The following illustrated report on the “Great German Art Exhibition” appeared in the July 22, 1937, of the Berliner llustrirte Zeitung [Berlin Illustrated Newspaper]. As the title suggests, the featured works, all of which were included in the exhibition, were supposed to “set the direction of German art.” Each illustration is accompanied by a caption praising it according to Nationalist Socialist aesthetic and philosophical criteria. In terms of visitor numbers, the “Great German Art Exhibition” was nowhere near as successful as the “Degenerate Art” exhibition: during its four-month run, it drew an average of 3,200 visitors a day, whereas the “negative” show drew an average of more than 20,000 visitors a day during its time in Munich.
Illustrations and Captions
“Taunus Landscape” by Hermann Gradl (Nürnberg) (left)
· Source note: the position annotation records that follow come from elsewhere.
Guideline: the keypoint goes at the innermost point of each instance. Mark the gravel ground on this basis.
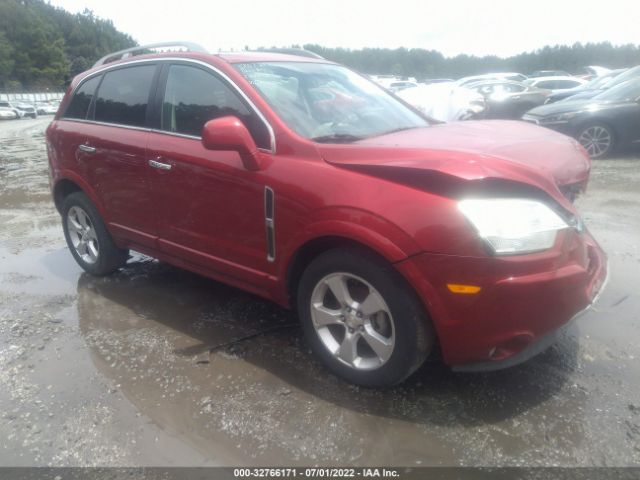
(116, 371)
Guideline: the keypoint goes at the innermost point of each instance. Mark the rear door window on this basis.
(123, 96)
(79, 105)
(194, 96)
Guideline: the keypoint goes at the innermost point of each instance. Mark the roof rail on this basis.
(299, 52)
(129, 52)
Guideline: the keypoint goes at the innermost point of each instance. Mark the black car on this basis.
(588, 90)
(601, 124)
(549, 73)
(506, 99)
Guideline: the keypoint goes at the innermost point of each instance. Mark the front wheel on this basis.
(598, 139)
(87, 237)
(361, 318)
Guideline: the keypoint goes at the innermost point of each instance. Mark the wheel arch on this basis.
(62, 189)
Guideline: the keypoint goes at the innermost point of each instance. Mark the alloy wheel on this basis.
(83, 235)
(596, 140)
(353, 321)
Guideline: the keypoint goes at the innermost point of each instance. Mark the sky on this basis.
(476, 27)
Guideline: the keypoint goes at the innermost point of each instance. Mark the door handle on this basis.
(86, 148)
(160, 165)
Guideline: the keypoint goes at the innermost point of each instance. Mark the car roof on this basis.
(227, 57)
(494, 81)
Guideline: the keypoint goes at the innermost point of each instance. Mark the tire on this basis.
(87, 237)
(375, 333)
(598, 139)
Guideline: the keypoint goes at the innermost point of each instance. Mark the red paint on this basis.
(395, 194)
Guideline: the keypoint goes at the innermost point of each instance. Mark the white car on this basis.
(401, 85)
(444, 101)
(555, 84)
(17, 113)
(511, 76)
(47, 108)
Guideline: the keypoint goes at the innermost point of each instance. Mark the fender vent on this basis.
(269, 207)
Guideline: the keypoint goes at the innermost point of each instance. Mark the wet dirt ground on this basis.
(116, 372)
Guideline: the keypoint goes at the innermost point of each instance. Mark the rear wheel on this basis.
(87, 237)
(361, 318)
(598, 139)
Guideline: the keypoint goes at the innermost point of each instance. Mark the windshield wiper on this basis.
(337, 138)
(394, 131)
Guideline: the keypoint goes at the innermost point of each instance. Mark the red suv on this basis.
(303, 182)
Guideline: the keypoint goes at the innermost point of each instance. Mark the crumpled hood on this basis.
(474, 150)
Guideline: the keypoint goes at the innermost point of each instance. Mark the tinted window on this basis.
(123, 96)
(193, 97)
(82, 99)
(551, 84)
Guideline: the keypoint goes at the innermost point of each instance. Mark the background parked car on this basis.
(7, 113)
(10, 106)
(445, 101)
(508, 100)
(401, 85)
(629, 74)
(513, 76)
(601, 124)
(555, 83)
(23, 109)
(429, 81)
(588, 90)
(47, 108)
(592, 71)
(549, 73)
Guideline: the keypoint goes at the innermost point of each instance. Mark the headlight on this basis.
(561, 118)
(513, 225)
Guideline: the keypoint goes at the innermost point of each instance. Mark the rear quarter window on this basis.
(123, 96)
(81, 100)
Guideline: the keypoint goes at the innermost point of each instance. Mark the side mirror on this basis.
(229, 133)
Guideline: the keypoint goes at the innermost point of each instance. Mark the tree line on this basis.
(42, 46)
(423, 64)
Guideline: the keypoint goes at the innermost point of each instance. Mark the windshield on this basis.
(328, 103)
(627, 91)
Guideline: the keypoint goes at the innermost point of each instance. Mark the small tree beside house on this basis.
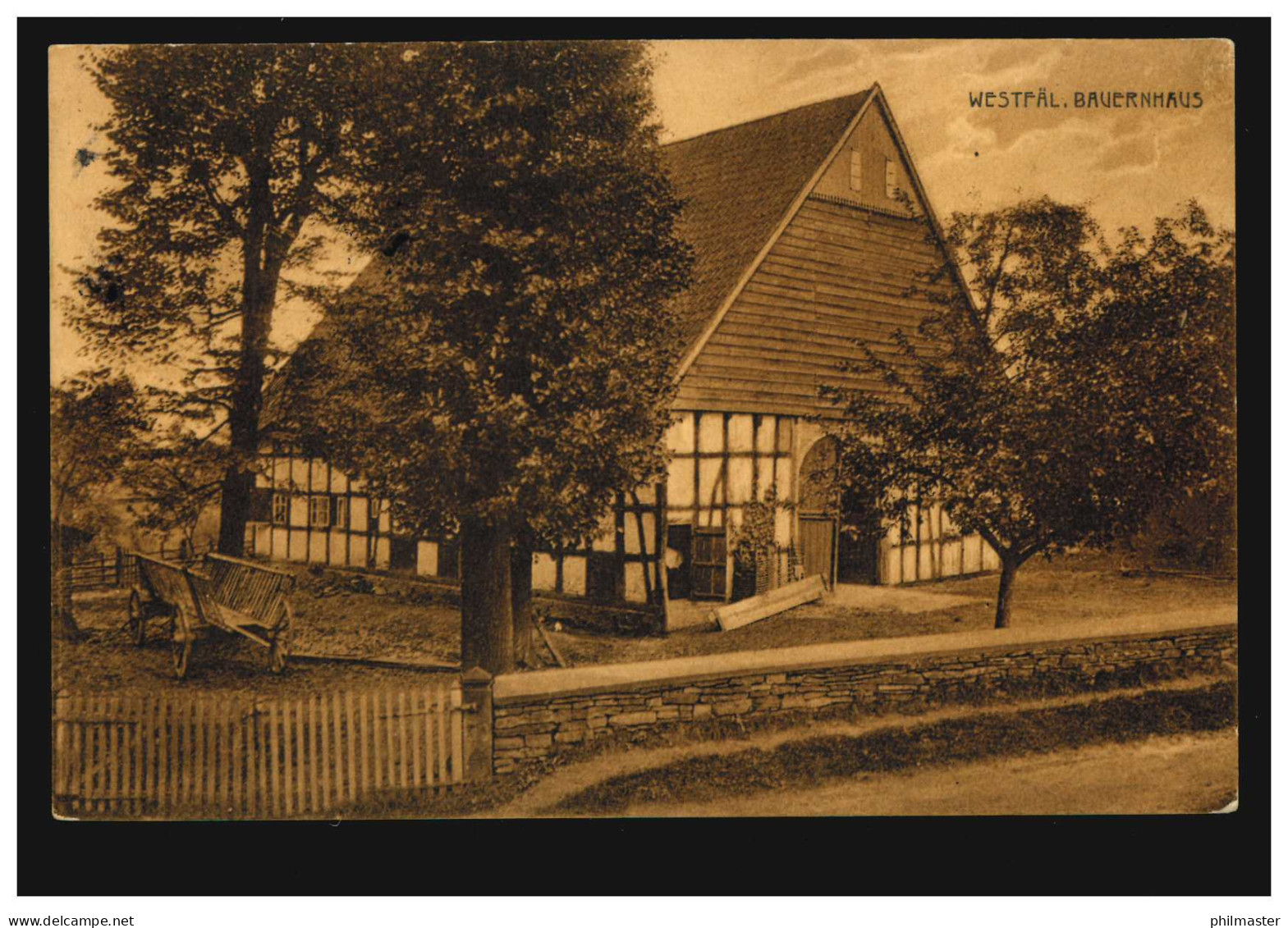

This artist from Lower Franconia began his career as a craftsman, and the arts and crafts gave him his sense for craftsmanship, simplicity, and industriousness. The painting on display in the House of German Art, “Taunus Landscape,” is an example of the best that German landscape painting has to offer.
“Group of Famers“ by Adolf Wissel (Hannover) (right, top)
A painter of Germans, who – working in the spirit of the Old Masters – tells us the secrets hidden beneath the surface of the German countenance. Reich Farm Leader Walther Darré owns several paintings by the artist.
“Terpsichore” by Adolf Ziegler (right, bottom)
This painting by the President of the Reich Chamber of Visual Arts is one of the artist’s characteristic works; it emphasizes his strong will to clear form.
“Sailor” by Karl Leipold (Berlin) (left, top)
From early on, the endlessness of the sea drew him out into the world. He experienced the sea as the creative water of the world; they call him the “Viking with a Paintbrush.”
“The Last Hand Grenade” by Elk Eber (Munich) (left, bottom)
This head in a steel helmet is a shattering testimony to how the artist experienced and endured the great school of the First World War – out of which so many leading men of the new Germany emerged – and how he finally shaped it into a grand vision.
“The Führer” by Heinrich Knirr (München) (right, top)
The septuagenarian artist has provided an example of his portrait painting, which characterizes the good old Munich style of portrait art. The painting developed from portrait studies during sessions with the Führer and is now owned by the Reich Minister of War.
“Awakening" by Richard Klein (Munich) (right, bottom)
As with his plaques, many of which were lent to the exhibition in the House of German Art from the Führer’s private collection, this painting by Professor Klein also shows him to be a master of controlled form.